Hematospermia, the presence of blood in the ejaculate, is a symptom that often causes significant alarm. While the sight of blood in semen is frightening, in the vast majority of cases, the underlying cause is benign and self-limiting. The condition indicates bleeding at some point along the complex male reproductive and urinary tract, from the testes and epididymis to the prostate and urethra. A systematic evaluation is necessary to identify the source of the bleeding and rule out the few, but serious, conditions that may be responsible.
Defining Hematospermia and Common Characteristics
Hematospermia involves the visible presence of blood, which can manifest in several ways depending on the volume and age of the bleeding. Fresh bleeding typically results in pink or bright red coloration, while older, oxidized blood appears reddish-brown or rust-colored. Sometimes, the blood may present as small, dark, clot-like specks mixed within the ejaculate.
For many men, particularly those under the age of 40, hematospermia is a transient, isolated symptom that resolves spontaneously within a few weeks to months. This self-limiting pattern suggests an inflammatory or minor vascular cause, which often requires no specific intervention beyond simple observation.
Underlying Causes and Associated Risk Factors
The origins of hematospermia are diverse, involving any structure responsible for producing, storing, or transporting semen. The most common causes involve inflammation or infection within the genitourinary tract, such as prostatitis (prostate inflammation), epididymitis (inflammation of the coiled tube behind the testicle), or urethritis. Sexually transmitted infections (STIs) like Chlamydia or Gonorrhea are also known infectious agents that can cause inflammation and bleeding.

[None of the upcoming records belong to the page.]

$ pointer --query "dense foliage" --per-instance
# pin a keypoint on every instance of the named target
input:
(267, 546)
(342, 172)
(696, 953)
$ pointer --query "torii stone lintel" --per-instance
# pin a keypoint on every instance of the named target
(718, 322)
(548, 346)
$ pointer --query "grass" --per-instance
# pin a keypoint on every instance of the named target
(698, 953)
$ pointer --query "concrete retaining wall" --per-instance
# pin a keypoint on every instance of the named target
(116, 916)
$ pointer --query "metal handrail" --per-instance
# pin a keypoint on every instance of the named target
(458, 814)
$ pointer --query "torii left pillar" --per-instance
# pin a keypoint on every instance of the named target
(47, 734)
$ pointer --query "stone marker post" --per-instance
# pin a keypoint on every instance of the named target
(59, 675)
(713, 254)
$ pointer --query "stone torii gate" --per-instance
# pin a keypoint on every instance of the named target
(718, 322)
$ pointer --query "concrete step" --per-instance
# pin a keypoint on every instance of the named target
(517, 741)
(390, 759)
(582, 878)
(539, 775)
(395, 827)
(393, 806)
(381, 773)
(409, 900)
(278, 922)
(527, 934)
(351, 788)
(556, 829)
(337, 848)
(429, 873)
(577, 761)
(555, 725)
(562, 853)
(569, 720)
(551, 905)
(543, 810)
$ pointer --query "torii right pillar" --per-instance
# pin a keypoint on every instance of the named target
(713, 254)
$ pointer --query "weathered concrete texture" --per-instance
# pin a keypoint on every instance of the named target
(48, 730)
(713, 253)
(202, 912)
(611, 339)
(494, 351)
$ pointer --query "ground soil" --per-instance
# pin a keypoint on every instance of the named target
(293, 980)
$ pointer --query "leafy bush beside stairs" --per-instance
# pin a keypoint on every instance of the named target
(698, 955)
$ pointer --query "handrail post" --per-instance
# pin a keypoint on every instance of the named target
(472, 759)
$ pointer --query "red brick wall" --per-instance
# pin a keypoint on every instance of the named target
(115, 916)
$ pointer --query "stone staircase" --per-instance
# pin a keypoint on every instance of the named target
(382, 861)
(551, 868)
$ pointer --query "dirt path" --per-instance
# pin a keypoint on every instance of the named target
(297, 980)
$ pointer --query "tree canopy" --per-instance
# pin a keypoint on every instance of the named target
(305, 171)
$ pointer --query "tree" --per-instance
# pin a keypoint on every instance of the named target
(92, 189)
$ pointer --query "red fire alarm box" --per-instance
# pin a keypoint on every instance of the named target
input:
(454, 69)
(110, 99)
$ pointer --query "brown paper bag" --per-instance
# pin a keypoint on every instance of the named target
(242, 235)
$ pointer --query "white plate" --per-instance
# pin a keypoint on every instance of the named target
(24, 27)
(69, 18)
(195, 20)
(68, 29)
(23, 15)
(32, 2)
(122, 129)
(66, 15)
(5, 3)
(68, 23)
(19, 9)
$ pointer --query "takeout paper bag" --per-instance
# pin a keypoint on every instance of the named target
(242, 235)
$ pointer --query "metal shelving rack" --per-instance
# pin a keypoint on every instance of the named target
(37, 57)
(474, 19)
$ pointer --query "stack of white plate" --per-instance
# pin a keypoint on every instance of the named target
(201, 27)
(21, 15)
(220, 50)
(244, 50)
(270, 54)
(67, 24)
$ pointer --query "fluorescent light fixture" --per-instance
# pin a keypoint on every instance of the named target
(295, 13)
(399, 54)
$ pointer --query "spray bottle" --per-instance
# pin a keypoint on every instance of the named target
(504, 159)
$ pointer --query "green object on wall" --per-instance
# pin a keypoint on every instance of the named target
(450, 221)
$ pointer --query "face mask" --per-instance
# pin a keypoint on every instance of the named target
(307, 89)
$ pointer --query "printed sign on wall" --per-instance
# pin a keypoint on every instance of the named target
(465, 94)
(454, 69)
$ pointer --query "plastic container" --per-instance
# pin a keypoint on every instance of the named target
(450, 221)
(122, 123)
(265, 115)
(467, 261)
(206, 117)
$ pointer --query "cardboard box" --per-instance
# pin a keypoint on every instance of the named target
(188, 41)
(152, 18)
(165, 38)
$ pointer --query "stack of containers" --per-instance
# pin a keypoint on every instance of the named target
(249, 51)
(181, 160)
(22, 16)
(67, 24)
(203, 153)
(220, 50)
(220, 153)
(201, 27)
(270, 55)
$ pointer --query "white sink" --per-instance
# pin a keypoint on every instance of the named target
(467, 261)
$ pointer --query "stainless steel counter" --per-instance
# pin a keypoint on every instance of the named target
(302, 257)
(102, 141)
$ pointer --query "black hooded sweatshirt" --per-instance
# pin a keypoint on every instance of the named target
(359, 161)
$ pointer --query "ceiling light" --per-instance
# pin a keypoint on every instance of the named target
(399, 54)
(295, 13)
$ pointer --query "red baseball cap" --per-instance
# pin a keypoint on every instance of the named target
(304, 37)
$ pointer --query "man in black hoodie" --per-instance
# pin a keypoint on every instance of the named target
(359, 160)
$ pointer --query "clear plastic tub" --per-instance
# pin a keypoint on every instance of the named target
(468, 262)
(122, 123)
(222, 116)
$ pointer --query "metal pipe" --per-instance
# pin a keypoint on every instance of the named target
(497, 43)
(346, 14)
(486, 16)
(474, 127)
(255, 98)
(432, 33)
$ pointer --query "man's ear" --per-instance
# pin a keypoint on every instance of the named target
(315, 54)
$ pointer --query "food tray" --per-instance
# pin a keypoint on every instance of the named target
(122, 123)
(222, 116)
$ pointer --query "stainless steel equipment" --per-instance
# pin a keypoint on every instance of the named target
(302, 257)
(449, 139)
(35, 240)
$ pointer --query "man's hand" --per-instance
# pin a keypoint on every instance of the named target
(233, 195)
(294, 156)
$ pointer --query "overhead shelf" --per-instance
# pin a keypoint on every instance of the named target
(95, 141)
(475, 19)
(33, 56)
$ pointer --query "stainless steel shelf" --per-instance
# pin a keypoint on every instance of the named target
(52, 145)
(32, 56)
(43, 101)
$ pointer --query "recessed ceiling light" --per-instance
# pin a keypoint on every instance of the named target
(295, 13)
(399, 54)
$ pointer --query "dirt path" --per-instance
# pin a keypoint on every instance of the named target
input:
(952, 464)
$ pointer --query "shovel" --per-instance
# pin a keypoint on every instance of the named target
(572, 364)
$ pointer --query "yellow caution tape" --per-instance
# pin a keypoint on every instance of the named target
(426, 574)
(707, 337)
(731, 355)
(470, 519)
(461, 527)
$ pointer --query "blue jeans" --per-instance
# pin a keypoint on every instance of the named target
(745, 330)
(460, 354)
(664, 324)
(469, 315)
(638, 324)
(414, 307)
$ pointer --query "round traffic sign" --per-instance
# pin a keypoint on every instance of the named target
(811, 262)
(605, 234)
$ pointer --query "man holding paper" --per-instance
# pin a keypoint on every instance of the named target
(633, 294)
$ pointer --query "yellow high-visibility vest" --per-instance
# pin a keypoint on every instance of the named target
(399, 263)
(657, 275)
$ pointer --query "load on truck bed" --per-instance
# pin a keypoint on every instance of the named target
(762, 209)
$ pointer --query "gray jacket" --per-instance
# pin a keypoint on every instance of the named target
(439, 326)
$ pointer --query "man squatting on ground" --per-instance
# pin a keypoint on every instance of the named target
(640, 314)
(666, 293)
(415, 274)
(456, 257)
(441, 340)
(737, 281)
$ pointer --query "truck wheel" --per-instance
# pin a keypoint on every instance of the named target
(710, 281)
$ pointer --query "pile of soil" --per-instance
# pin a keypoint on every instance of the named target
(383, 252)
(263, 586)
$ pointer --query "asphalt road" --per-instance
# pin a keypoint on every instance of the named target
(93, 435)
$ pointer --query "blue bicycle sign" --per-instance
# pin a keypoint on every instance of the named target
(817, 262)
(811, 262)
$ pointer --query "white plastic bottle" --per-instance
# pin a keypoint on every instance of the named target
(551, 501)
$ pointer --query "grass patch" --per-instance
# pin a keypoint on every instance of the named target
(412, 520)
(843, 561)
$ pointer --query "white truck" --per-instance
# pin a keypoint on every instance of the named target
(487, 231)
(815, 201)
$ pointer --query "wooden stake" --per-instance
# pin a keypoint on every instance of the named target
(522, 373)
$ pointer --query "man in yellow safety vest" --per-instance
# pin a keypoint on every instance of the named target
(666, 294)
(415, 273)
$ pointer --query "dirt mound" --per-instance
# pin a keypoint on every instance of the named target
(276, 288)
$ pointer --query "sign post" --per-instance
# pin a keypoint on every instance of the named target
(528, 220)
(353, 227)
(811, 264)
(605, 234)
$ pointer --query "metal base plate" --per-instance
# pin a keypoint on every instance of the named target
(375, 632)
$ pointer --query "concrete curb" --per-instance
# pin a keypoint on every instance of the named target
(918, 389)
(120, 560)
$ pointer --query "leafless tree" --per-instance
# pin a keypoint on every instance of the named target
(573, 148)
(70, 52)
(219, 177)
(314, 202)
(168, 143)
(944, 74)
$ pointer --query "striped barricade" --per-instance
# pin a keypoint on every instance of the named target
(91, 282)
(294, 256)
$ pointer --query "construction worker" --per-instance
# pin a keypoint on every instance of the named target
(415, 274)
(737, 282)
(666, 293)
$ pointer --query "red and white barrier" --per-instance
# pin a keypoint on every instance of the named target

Structural or vascular issues can also lead to blood in the semen due to fragility or obstruction along the duct system. Examples include seminal vesicle cysts, benign prostatic hyperplasia (BPH), or small blood vessel malformations like urethral polyps. Increased pressure from ejaculatory duct obstruction can cause mucosal blood vessels to rupture, leading to recurrent bleeding.
External factors often provide a simple explanation, such as trauma to the genitals, perineum, or pelvis, which may occur during vigorous sexual activity or cycling. Iatrogenic causes, resulting from medical procedures, are common, particularly following a prostate biopsy, which can cause hematospermia for several weeks. Less frequently, systemic conditions like uncontrolled hypertension, liver dysfunction, or inherited bleeding disorders can impair clotting mechanisms.
Malignancy, while the most concerning possibility, is a rare cause of hematospermia, especially in younger men. When cancer is the source, it is typically prostate cancer, generally seen in men over 40 years old, often accompanied by other symptoms or risk factors.
Medical Evaluation and Diagnostic Procedures
The medical evaluation begins with a detailed patient history to assess the duration of the symptom, the appearance of the blood, and the presence of associated symptoms like fever, pain, or difficulty urinating. A thorough physical examination is performed, including a check of vital signs for hypertension and a digital rectal examination (DRE) to palpate the prostate and seminal vesicles for inflammation or suspicious nodules.
Initial laboratory testing involves a urinalysis and urine culture to check for urinary tract infections or coexisting hematuria (blood in the urine). Testing for sexually transmitted infections is commonly performed, especially in younger men where infection is the leading cause. For men aged 40 years or older, or those with persistent symptoms, a prostate-specific antigen (PSA) blood test is often included to screen for prostate cancer.
If the cause remains unclear, or if the hematospermia is persistent, imaging studies are pursued. Transrectal ultrasonography (TRUS) is often the first imaging modality used, providing clear visualization of the prostate, seminal vesicles, and ejaculatory ducts. This allows for the detection of cysts, calculi (stones), or inflammatory changes. Magnetic resonance imaging (MRI) of the pelvis may be used if the TRUS is inconclusive or if further detail is required.
Treatment Approaches and Prognosis
Treatment for hematospermia is directed specifically at the underlying cause identified during the diagnostic workup. If a genitourinary infection is confirmed, a short course of appropriate antibiotics, such as a fluoroquinolone, is typically prescribed to resolve the inflammation and bleeding. For cases linked to systemic conditions, management focuses on controlling the underlying disorder, such as regulating hypertension or adjusting anticoagulant medications.
When a specific structural issue is found, such as a large seminal vesicle cyst or an ejaculatory duct obstruction, focused interventions may be necessary. Procedures like transurethral resection of the ejaculatory ducts or endoscopic removal of calculi can resolve the obstruction and alleviate the bleeding. For many men with a single episode and no other symptoms, treatment consists simply of reassurance and watchful waiting, as the symptom is self-limiting.
Patients should recognize “red flags” that signal a potentially more serious issue requiring aggressive investigation:
- Hematospermia that persists beyond two months.
- Is recurrent.
- Is accompanied by systemic symptoms like unexplained weight loss or fever.
- Occurs in a man over 40 to 50 years of age.
The overall prognosis for hematospermia is excellent, as the condition is benign in the vast majority of cases.